[Haskell-cafe] Re: [Haskell] best way to do generic programming?

Thomas Jäger thjaeger at gmail.com
Fri Jul 1 06:48:24 EDT 2005


as you already mentioned, you want to have a look at the "Scrap your
Boilerplate" approach.

> import Data.Generics
> ...
> data Expr = Const Int | Var String | Add Expr Expr deriving (Typeable, Data)

will derive the necessary Data instance and allow you to define

> optimizeDeep :: Data a => a -> a
> optimizeDeep = everywhere (mkT optimize)

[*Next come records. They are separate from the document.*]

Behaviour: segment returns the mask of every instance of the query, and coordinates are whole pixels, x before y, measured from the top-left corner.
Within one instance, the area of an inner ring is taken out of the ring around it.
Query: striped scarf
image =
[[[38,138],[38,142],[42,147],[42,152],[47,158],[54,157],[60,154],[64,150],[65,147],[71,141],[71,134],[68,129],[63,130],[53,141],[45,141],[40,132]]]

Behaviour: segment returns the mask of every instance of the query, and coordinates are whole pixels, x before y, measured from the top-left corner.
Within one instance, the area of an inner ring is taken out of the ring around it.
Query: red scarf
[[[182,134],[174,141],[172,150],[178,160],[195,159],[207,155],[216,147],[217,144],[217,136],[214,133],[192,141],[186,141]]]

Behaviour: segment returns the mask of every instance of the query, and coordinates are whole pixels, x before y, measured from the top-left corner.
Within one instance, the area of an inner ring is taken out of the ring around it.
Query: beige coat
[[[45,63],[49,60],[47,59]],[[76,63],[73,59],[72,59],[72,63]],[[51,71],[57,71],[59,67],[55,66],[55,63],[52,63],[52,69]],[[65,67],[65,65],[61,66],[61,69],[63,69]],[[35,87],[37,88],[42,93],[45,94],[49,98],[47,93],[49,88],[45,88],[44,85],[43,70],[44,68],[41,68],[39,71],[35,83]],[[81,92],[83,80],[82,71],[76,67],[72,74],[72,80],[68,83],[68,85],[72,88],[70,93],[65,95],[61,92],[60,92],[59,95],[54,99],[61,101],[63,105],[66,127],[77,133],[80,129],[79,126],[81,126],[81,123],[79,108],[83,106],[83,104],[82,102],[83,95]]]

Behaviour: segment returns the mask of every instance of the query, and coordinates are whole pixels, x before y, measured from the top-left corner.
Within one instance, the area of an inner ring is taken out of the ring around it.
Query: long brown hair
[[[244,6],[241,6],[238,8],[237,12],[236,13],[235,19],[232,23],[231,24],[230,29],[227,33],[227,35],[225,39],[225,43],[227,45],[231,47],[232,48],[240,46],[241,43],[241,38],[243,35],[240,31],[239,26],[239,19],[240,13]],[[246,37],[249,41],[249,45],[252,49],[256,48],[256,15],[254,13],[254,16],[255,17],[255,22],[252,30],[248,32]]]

On 7/1/05, Arka al Eel <arkaaleel at gmail.com> wrote:
> Hi,
> I'm playing with generic programming. At the moment I'm interested in
> reusable transformations on data types. Provided for example a toy
> datatype Expr like this:
> data Expr = Const Int | Var String | Add Expr Expr
> Plus a function "optimize" that optimizes a pattern "x + 0" into "x":
> optimize (Add x (Const 0)) = x
> You would now want this to be this generic, so the function should be
> recursive for all other constructors *and* other data types. For
> example, suppose that Expr is included in other datatype:
> data Stm = Assign String Expr | Seq Stm Stm
> I now want the "optimize" transformation to work on Stm, like
> this:
> x = optimize (Seq (Assign (Add (Var "x") (Const 0))) blah blah)

> with a sensible solution in an hour, while I can do this in two
> minutes in Scheme. After all, writing compilers is supposed to be a
> *strong* point of Haskell. Real world is knocking on your door, guys!